Tout sauf la rue, tout sauf la grève générale !

Le pouvoir a utilisé cette capitulation. Chirac a promulgué le 31 mars la loi Villepin. Le 10 avril, le gouvernement a remplacé l’article 8 de la loi (le CPE), par un dispositif supplémentaire d’aides aux patrons.

Sans la mobilisation étudiante et lycéenne, sans l’appui de gros bataillons de travailleurs salariés, le président Chirac, le gouvernement Villepin et la majorité UMP auraient asséné un coup supplémentaire à la classe ouvrière. Le pouvoir exécutif est sorti de cette épreuve affaibli, d’autant qu’il avait déjà subi des échecs électoraux et qu’il avait mis plusieurs semaines à maîtriser la révolte de la jeunesse des quartiers pauvres de novembre 2005.

Le mouvement de mobilisation contre la loi Villepin a contraint le gouvernement à un recul, mais n’a pas obtenu une victoire complète, ni chassé le gouvernement au service du capital. Car les appareils corrompus du mouvement ouvrier (PS, PCF, directions de la CGT, de FO, de la FSU…) et leurs projections dans la jeunesse (UNEF, CE, FIDL, UNL…) ont réussi à protéger le pouvoir, à empêcher l’alliance de la jeunesse en lutte avec le prolétariat.

Le CPE a été remplacé par de nouvelles aides aux patrons, adoptées à toute vitesse par l’Assemblée et le Sénat avec la complicité des groupes parlementaires du PS et du PCF. Le reste de la loi Villepin a été maintenu, ce qui permet l’apprentissage à 14 ans (au lieu de 16), le travail de nuit dès 15 ans, la coupure des prestations aux familles disloquées, les stages jusqu’à 6 mois, la rééducation des jeunes par la police et l’armée.

Chirac, le gouvernement et les medias bourgeois annoncent une offensive pour limiter le nombre des étudiants, pour soumettre plus étroitement l’université aux besoins du patronat français. Ils veulent reprendre l’offensive pour flexibiliser le « marché du travail », d’autant que les directions syndicales ont annoncé qu’elles étaient prêtes à « négocier » dès le mois de mai avec eux sur « l’emploi » et la « sécurisation des parcours professionnels ».

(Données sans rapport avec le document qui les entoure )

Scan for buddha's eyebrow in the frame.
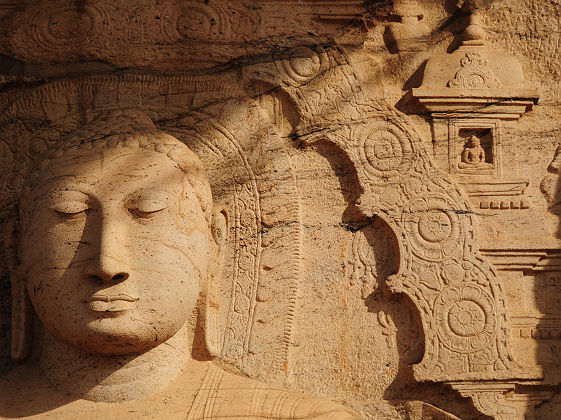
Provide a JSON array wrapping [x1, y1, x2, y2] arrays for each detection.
[[46, 189, 90, 200], [29, 190, 90, 211], [127, 187, 169, 201], [32, 175, 90, 194], [114, 172, 148, 178]]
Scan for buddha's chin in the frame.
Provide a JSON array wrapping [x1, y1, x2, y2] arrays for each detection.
[[53, 320, 180, 356]]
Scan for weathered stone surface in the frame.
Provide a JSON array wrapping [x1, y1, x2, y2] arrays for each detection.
[[0, 1, 560, 419]]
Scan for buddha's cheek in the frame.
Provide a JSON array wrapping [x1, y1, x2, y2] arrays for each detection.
[[129, 235, 206, 323], [24, 267, 89, 348], [23, 225, 87, 329], [22, 203, 87, 261]]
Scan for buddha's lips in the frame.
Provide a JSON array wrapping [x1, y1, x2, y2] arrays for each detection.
[[84, 294, 138, 303]]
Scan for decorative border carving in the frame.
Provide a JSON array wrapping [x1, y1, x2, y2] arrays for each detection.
[[447, 52, 502, 89], [451, 382, 521, 420], [244, 45, 537, 383]]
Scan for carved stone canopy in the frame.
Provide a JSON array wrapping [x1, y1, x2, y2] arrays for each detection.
[[413, 45, 539, 120]]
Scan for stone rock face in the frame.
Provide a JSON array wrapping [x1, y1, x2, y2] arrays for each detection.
[[0, 1, 559, 419]]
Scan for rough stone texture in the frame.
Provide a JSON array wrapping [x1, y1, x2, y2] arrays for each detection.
[[0, 1, 560, 419]]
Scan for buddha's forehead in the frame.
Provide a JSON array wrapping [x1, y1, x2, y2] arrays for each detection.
[[32, 147, 185, 195]]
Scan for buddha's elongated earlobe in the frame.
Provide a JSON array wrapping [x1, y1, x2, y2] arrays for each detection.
[[11, 267, 33, 361], [203, 287, 221, 358], [204, 207, 228, 358]]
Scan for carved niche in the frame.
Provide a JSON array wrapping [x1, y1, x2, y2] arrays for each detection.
[[412, 7, 539, 211]]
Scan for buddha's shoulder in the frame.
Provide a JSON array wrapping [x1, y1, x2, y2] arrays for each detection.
[[191, 363, 361, 419], [0, 361, 361, 419]]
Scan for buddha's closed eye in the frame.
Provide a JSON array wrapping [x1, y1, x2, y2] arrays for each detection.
[[128, 199, 167, 219], [128, 205, 166, 219], [52, 200, 90, 219]]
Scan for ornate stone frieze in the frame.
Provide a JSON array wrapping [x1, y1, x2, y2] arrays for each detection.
[[245, 45, 534, 386]]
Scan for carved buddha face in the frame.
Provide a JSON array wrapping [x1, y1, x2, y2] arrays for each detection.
[[19, 133, 217, 356], [469, 135, 481, 147]]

En d’autres termes, ceux qui avaient laissé passer les attaques contre les retraites et les travailleurs immigrés, laissé passer le CNE et la loi Villepin, s’apprêtent maintenant à avancer vers l’officialisation du chômage dans la vie des travailleurs et vers le « contrat unique » de travail cher à Sarkozy et au MEDEF.
L’irruption massive de la jeunesse a démontré que les travailleurs en formation subissent moins le poids des défaites précédentes : rétablissement du capitalisme en Russie et en Europe centrale, trahisons répétées des directions traditionnelles tant syndicales que politiques, défaites de la classe ouvrière des pays impérialistes, interventions impérialistes en Serbie, en Afghanistan et en Irak, terrorisme de l’Etat sioniste et réduction du peuple palestinien à la charité internationale et aux attentats-suicides, etc.
Cette nouvelle génération de travailleurs et de futurs travailleurs qui se lève non seulement en France, mais sur tous les continents, est la base sur laquelle pourront s’édifier de nouveaux partis ouvriers, révolutionnaires, et mettre sur pied une internationale, marxiste, qui seront capables de conduire à des victoires décisives, de renverser la bourgeoisie locale, d’instaurer le pouvoir les travailleurs, d’ouvrir l’issue du socialisme mondial.